CoinDesk may be up for grabs as parent company DCG fights for funds.

Crypto media outlet CoinDesk is reportedly considering a potential sale as its parent company Digital Currency Group (DCG) looks to strengthen its balance sheet.

According to the Wall Street Journal, CoinDesk searched for Support from investment bankers at financial advisory firm Lazard, who are helping the firm weigh options, including a full or partial sale.

DCG has reportedly received multiple offers in the past few months worth more than $200 million to buy the media firm, which would result in a phenomenal return on investment, provided DCG Conjecture Acquired the company in 2016 for just $500,000.

Barry Silbert’s DCG appears to be in dire financial straits recently, and announced to shareholders on January 17 that it Profits will be withheld In an effort to strengthen its balance sheet and “preserve liquidity”.
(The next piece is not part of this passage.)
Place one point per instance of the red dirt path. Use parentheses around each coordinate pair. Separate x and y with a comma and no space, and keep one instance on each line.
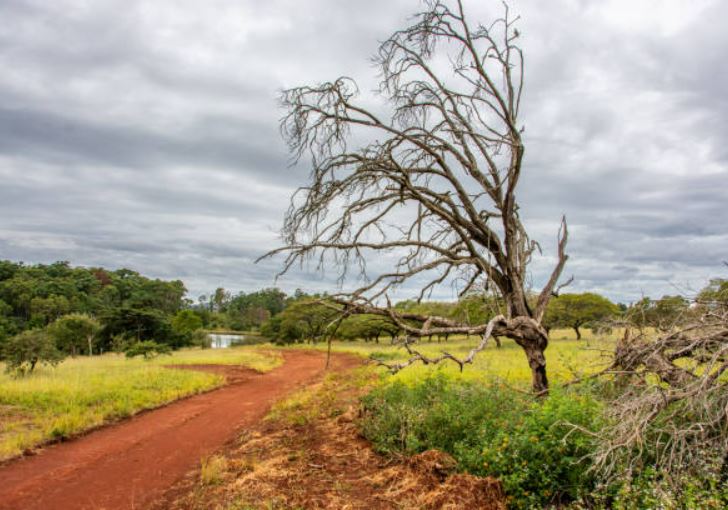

On January 18, Bloomberg reported that another subsidiary of DCG, crypto lending firm Genesis Global, Planning to file for bankruptcy After revealing it Debtors owe more than $3 billion. – Possibly a major contributing factor to DCG’s financial woes.

CoinDesk and Genesis are among about 200 crypto-related businesses in DCG’s venture capital portfolio, according to its website. Other companies owned by DCG include asset management firm Greyscale Investments, crypto exchange Luno and advisory firm Foundry.

Related: The legal woes of Gemini and Genesis have further shaken up the industry.

Some believe that a CoinDesk article in November was the first domino to expose the irregularities in Alameda Research’s balance sheet that eventually led to the collapse of crypto exchange FTX and the liquidity problems that now plague Genesis and its core. The company faces DCG and the broader crypto market.

Cointelegraph has contacted CoinDesk to confirm that a potential sale is being considered, but had not yet received a response at the time of publication.